An aging index based on several analysis techniques

In this context, Baby et al. (2026) proposed an innovative approach based on a multivariate aging index, referred to as the Aging Index (AI), derived from Principal Component Analysis (PCA). The objective was to combine multiple degradation indicators into a single metric to provide a more robust estimate of the exposure age of plastics in marine environments.

To develop this approach, several polymers - polyethylene (PE), polyethylene terephthalate (PET), and polylactic acid (PLA) - were subjected to aging in a seawater microcosm, reproducing controlled marine conditions for exposure periods ranging from a few months to ten years. Polymers were subsequently characterized using complementary analytical techniques, including Fourier-transform infrared spectroscopy (FTIR), Raman spectroscopy, elemental analysis coupled with isotope ratio mass spectrometry (EA-IRMS), and thermal Rock-Eval® analysis, which was used here for the first time as a tool for characterizing polymer aging.

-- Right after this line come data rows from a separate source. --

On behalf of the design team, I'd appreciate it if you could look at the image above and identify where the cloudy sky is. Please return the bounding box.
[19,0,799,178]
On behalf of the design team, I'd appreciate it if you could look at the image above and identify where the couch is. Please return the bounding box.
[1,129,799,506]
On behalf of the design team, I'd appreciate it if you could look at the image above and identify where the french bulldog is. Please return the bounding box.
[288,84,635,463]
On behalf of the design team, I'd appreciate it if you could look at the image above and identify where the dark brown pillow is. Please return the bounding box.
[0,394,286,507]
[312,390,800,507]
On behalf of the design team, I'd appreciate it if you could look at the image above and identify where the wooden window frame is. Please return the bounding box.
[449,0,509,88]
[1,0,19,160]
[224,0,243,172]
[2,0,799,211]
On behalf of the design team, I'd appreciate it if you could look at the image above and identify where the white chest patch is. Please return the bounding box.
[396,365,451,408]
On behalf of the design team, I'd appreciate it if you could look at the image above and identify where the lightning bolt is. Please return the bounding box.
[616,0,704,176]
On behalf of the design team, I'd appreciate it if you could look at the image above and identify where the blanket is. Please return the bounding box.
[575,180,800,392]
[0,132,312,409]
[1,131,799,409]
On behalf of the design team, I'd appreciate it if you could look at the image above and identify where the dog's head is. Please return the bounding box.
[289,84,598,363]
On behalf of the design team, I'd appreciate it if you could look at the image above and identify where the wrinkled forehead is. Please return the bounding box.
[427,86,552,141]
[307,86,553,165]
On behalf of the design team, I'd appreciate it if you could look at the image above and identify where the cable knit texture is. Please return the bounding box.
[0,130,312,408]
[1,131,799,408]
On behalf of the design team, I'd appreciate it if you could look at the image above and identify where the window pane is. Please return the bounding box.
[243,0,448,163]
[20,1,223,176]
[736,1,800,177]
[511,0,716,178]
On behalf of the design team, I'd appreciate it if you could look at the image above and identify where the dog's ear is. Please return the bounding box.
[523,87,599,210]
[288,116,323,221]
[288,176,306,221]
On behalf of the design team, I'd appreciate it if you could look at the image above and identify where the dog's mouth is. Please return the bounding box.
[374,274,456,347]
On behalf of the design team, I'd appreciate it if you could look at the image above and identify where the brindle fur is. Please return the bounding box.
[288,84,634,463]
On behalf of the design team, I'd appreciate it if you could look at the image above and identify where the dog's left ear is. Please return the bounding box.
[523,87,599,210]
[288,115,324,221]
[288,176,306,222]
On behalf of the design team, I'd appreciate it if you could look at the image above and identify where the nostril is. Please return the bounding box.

A valuable tool for tracing plastic debris

The results showed that each analytical parameter evolved differently throughout the aging process. FTIR-derived indices revealed the formation of oxygen-containing functional groups associated with the oxidation of polyolefins, whereas crystallinity, carbon isotopic composition (δ¹³C), and Rock-Eval® parameters exhibited more complex, and sometimes non-linear, trends. These findings confirm that no single indicator can accurately capture the degradation level of marine plastics.

To overcome this limitation, seven analytical parameters, measured on polyethylene pellets aged in the seawater microcosm, were selected. The principal components obtained from PCA, accounting for 95% of the total variance, were then combined into a single descriptor, the Aging Index (AI). A regression model relating the AI to exposure time was subsequently established, allowing the degradation age of environmental plastic samples to be estimated.

The model was then applied to four polyethylene pellets collected from the Pacific Ocean by The Ocean Cleanup®, resulting in estimated marine exposure durations ranging from 1 to 2.5 years.

The overall methodological framework, including method development, calibration, and validation, is summarized in Figure 1.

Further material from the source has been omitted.